# arrows shooting high



## Punch_Free4L (Mar 25, 2007)

My bow is shooting high on the target about 2 to 4 inches.I adjusted my sights,rest,everything i could think of.My nock point hasn't changed. any ideas?? please help


----------



## phumb (Oct 7, 2006)

peep?


----------



## jcboof (Apr 9, 2006)

Do you have a drop away rest? Maybe your rest is kicking back up after it drops and hits your arrow?

I dont know, If the bow is tuned properly, it should shoot right. Also check your cam timing


----------



## red44 (Apr 11, 2005)

Not enough info. Did this just happen? New bow, new site, rest???


----------



## Punch_Free4L (Mar 25, 2007)

red44 said:


> Not enough info. Did this just happen? New bow, new site, rest???


this has been going for a while,i have tried everything.I used a peep sight for about 10 years then i stoped using them.I found when i got my new hoyt trykon,i couldn't shoot well at all with a peep,it didn't feel right at full draw.so i took it off and i was shooting better,but not consistantly. I wonder if i should try a peep again??


----------



## red44 (Apr 11, 2005)

You stopped using them long before the new bow? And now have trouble geting used to it? There are other options. You would'nt be the first to prefer going peepless. How did the bow fit you? Is the new bow shorter or long in ATA than your last bow? How about draw lenth, the same as before?


----------



## big cypress (Jul 31, 2006)

2 to 4 inches high at how far . if you raised sight slightly and still shoot high i'm puzzled because arrows should have gone down.


----------



## Punch_Free4L (Mar 25, 2007)

red44 said:


> You stopped using them long before the new bow? And now have trouble geting used to it? There are other options. You would'nt be the first to prefer going peepless. How did the bow fit you? Is the new bow shorter or long in ATA than your last bow? How about draw lenth, the same as before?

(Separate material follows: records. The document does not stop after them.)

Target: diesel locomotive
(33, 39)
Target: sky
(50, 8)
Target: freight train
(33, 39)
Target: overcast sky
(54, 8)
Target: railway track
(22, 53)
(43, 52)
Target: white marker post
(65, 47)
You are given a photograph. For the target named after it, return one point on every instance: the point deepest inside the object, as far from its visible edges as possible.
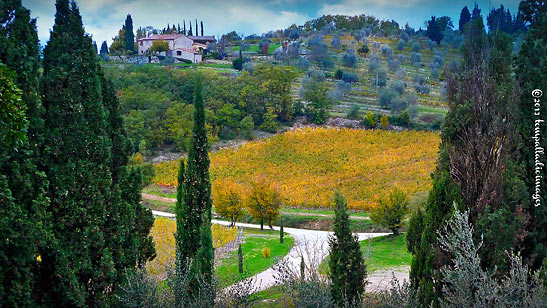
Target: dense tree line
(156, 102)
(484, 165)
(72, 221)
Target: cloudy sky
(103, 18)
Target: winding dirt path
(146, 196)
(379, 280)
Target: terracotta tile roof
(162, 37)
(202, 38)
(187, 50)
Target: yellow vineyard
(163, 232)
(309, 164)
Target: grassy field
(386, 252)
(309, 164)
(254, 241)
(382, 253)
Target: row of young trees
(486, 160)
(71, 221)
(263, 200)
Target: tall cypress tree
(474, 169)
(99, 226)
(128, 222)
(181, 237)
(77, 162)
(194, 242)
(531, 72)
(347, 267)
(465, 17)
(23, 220)
(129, 36)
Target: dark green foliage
(476, 12)
(281, 231)
(23, 221)
(338, 74)
(194, 239)
(316, 94)
(104, 50)
(391, 211)
(302, 268)
(347, 267)
(99, 226)
(240, 259)
(247, 125)
(427, 260)
(77, 260)
(129, 36)
(531, 72)
(237, 64)
(434, 30)
(465, 17)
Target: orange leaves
(308, 164)
(264, 200)
(163, 233)
(228, 199)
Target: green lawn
(322, 212)
(386, 252)
(254, 48)
(253, 261)
(161, 206)
(160, 191)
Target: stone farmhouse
(181, 47)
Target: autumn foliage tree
(264, 201)
(228, 200)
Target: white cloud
(103, 18)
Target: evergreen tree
(99, 225)
(434, 31)
(476, 12)
(465, 17)
(104, 50)
(531, 72)
(195, 239)
(23, 221)
(473, 169)
(347, 267)
(240, 259)
(129, 36)
(281, 231)
(302, 268)
(181, 258)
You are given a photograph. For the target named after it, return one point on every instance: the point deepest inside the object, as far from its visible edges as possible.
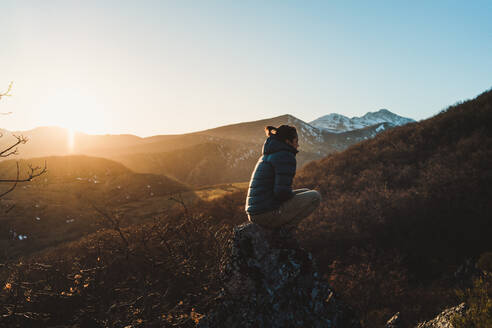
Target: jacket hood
(273, 145)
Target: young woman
(271, 202)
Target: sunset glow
(73, 109)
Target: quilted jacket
(271, 181)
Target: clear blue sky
(162, 67)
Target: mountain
(220, 155)
(57, 206)
(337, 123)
(402, 211)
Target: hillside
(403, 211)
(221, 155)
(58, 206)
(399, 214)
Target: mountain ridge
(337, 123)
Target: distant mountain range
(336, 123)
(219, 155)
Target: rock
(444, 319)
(268, 281)
(394, 321)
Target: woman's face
(294, 142)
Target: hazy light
(74, 109)
(71, 140)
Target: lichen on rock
(269, 281)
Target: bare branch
(8, 151)
(7, 93)
(15, 183)
(115, 225)
(33, 173)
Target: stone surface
(443, 319)
(394, 321)
(268, 281)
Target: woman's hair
(283, 132)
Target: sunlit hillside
(221, 155)
(59, 205)
(402, 212)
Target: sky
(171, 67)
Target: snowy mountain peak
(337, 123)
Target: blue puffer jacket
(271, 181)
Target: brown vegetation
(402, 211)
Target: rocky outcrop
(444, 319)
(268, 281)
(394, 321)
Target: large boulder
(445, 318)
(268, 281)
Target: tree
(11, 150)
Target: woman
(271, 202)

I didn't explain correctly,sorry I stopped using the peep sight shortly after i got the new bow.The bow fits me perfectly,It feels very comfortable.the new bow is 33" ATA, the old bow was 42"ATA, DL is 29" on both bows


----------



## Punch_Free4L (Mar 25, 2007)

big cypress said:


> 2 to 4 inches high at how far . if you raised sight slightly and still shoot high i'm puzzled because arrows should have gone down.

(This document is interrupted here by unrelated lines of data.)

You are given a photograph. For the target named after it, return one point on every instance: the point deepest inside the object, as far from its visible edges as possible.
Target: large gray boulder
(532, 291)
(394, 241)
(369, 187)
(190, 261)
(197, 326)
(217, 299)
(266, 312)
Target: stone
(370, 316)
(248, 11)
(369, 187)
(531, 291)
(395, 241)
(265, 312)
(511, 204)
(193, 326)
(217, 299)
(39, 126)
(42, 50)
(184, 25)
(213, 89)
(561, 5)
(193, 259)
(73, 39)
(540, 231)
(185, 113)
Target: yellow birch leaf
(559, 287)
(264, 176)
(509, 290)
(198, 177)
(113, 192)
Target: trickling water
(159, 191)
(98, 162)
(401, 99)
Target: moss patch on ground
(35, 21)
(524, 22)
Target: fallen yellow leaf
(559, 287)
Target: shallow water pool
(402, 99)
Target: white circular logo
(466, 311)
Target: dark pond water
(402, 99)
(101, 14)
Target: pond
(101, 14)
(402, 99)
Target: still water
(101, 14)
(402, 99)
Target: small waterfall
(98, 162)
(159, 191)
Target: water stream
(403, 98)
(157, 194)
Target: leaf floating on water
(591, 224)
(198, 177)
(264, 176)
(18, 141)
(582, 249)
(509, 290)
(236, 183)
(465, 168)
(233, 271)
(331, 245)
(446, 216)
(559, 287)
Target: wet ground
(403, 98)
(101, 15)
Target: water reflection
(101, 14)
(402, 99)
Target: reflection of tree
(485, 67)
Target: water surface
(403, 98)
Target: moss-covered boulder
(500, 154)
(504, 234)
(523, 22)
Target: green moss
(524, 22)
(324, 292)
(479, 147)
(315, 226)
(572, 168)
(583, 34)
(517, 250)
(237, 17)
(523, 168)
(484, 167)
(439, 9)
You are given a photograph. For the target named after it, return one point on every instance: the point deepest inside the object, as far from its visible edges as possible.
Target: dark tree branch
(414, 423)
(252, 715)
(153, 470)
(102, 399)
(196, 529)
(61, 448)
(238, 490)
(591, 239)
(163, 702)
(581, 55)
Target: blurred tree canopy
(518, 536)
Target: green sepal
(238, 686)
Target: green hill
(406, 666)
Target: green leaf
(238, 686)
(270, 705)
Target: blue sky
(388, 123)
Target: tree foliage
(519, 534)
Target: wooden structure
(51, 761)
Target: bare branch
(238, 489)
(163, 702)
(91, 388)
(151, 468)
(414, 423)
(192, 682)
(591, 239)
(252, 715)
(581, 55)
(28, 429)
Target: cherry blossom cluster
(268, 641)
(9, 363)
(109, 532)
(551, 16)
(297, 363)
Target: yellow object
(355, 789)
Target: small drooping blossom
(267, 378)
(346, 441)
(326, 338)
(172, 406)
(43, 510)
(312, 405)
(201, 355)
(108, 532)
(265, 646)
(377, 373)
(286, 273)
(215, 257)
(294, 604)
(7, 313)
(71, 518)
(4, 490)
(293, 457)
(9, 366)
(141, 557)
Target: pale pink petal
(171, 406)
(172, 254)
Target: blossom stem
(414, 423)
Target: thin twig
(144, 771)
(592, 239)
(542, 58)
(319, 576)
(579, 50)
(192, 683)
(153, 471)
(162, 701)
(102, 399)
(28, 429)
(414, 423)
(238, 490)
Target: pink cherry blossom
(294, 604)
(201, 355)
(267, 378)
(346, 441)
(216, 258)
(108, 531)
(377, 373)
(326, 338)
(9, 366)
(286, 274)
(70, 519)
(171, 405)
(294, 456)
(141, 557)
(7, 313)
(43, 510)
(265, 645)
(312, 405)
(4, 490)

I'm shooting at about 20 yrds.yeah, I'm puzzled too. I appreciate all comments and suggestions


----------



## red44 (Apr 11, 2005)

I would guess the diference in ATA and string angle from your old bow to the new one is causing the difficlty with a peep. I'll bet with your old bow the peep was closer to your eye at full draw. If it is farther away now, perhaps trying a larger diameter peep might help. When you were using one, could you see the outside edge of the pingaurd? Could you get the whole pingaurd in your view through the peep? 
If you want to go peepless, you could try a Timberline No-Peep or the Anchor Sight, both are anchor reference aids. Or maybe a combo of kisser at the mouth and a tied nock to touch the tip of your nose to. It would help keep your anchor in the same position anyway. 
Now as far as the shooting 2" off? I don't know if it's just an anchor inconsistancy or if something else is going on. If you can get the anchor resolved, you can move on. 
BTW in the pic it does look like it fits you nice.


----------



## Punch_Free4L (Mar 25, 2007)

I'm starting to think it's me and not the bow or sight or rest.Sometimes I think that I flinch on the shot or can't hold still on the target,maybe a very small case of occasional target panic.:sad:


----------



## big cypress (Jul 31, 2006)

remember that peeps come both 37 [i think] and 45 degrees depending on bows atoa , don't think your old peep will work well on new [longer] bow .


----------



## Punch_Free4L (Mar 25, 2007)

Today i noticed my ATA is 33 1/4 inches specs on hoyt web sight say 33" maybe string stretch is my problem


----------



## TradTech (May 9, 2005)

Head position.

It's not the bow.

Try tucking your chin and see where your arrows impact. Then raise your chin above level, shoot and see where your arrows impact.


----------